Que as pessoas são muito complexas e temos que entender porque fazem o que fazem, não basta pensar que isso é errado. Defendo que o que fazemos aos animais é um problema e, no entanto, a grande maioria das pessoas discorda de mim através das suas ações. Há algo que não bate e temos que compreender, ouvir e tratar os outros com respeito mesmo que não concordemos.
No veganismo, assim como na causa ambiental, você acredita que o perfeito é inimigo do bom?
Sempre digo que qualquer passo que você dá é ótimo e vou parabenizá-lo por isso. No entanto, penso que deveríamos nos esforçar para ser veganos porque com os problemas ambientais haverá sempre escalas: nunca seremos capazes de eliminar os nossos danos ao planeta, apenas reduzi-los. De uma perspectiva ética, mesmo que prejudiquemos apenas uma galinha, estaremos prejudicando um animal. E embora prejudicar um animal seja preferível a prejudicar um milhão, fazê-lo ainda é imoral.
Apoio todos os passos, mas quando fazemos campanha devemos defender o veganismo porque não somos as vítimas e não nos compete fazer compromissos em seu nome. Se fôssemos a vítima, não íamos querer que alguém nos machucasse, mas que nos defendesse e parasse de nos machucar.

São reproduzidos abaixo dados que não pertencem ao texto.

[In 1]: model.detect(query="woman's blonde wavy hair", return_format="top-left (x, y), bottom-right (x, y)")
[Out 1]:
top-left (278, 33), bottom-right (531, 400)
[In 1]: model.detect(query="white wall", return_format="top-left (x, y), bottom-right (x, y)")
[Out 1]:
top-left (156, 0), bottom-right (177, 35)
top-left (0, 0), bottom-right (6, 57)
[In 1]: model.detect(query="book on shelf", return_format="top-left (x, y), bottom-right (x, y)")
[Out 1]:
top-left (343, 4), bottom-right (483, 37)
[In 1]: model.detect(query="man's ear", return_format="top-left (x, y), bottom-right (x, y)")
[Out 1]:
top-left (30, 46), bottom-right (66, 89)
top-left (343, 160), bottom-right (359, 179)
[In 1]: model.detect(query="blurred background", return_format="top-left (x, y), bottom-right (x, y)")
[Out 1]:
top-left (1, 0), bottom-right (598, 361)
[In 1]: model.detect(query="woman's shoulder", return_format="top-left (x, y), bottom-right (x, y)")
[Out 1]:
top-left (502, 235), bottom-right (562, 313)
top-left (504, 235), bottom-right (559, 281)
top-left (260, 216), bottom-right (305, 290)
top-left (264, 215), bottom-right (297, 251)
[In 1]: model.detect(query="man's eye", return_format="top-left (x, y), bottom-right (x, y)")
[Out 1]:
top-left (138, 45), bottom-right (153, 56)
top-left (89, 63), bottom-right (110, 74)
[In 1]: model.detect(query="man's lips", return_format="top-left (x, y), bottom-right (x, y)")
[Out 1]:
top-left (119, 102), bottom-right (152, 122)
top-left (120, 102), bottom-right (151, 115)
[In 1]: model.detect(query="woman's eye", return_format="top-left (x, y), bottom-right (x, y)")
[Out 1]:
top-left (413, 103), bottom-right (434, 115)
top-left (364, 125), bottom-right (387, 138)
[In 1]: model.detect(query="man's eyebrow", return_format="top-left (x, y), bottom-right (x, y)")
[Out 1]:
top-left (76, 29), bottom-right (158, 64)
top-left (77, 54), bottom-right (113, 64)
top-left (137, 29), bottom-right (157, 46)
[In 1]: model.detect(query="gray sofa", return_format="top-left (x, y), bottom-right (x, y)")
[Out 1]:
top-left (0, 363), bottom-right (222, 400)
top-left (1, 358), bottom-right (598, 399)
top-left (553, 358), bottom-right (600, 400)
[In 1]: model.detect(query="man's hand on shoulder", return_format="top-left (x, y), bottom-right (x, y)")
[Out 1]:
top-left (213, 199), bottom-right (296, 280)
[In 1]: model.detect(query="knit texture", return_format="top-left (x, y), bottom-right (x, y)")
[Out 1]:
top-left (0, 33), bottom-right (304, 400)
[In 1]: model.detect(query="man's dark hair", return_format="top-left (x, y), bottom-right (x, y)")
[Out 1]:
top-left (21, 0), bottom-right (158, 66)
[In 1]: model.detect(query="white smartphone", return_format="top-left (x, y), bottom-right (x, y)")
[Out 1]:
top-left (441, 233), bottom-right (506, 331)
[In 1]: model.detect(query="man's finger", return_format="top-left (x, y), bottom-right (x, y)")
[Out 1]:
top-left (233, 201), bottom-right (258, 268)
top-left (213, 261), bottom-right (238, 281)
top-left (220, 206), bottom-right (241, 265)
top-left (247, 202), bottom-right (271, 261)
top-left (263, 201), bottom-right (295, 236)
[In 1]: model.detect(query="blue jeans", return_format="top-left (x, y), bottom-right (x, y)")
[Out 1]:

No epílogo, você garante que “um mundo vegano seria o melhor para todos”, mas é algo que podemos pedir aos países menos desenvolvidos?
Não, não é justo esperar isso deles. Não é justo esperar algo de alguém que não consegue fazê-lo. Se você mora na África Ocidental, ou em uma área rural dos Estados Unidos, ou em um deserto alimentar, e não tem acesso a supermercados, sua capacidade de tomar decisões será limitada. Seria ingênuo ou mesmo arrogante esperar que pessoas que têm uma vida muito mais difícil que a minha possam atender às minhas expectativas. A questão não é que devamos esperar que todos façam a mudança tal e como o mundo é hoje, mas que aqueles que podem fazê-lo, o façam.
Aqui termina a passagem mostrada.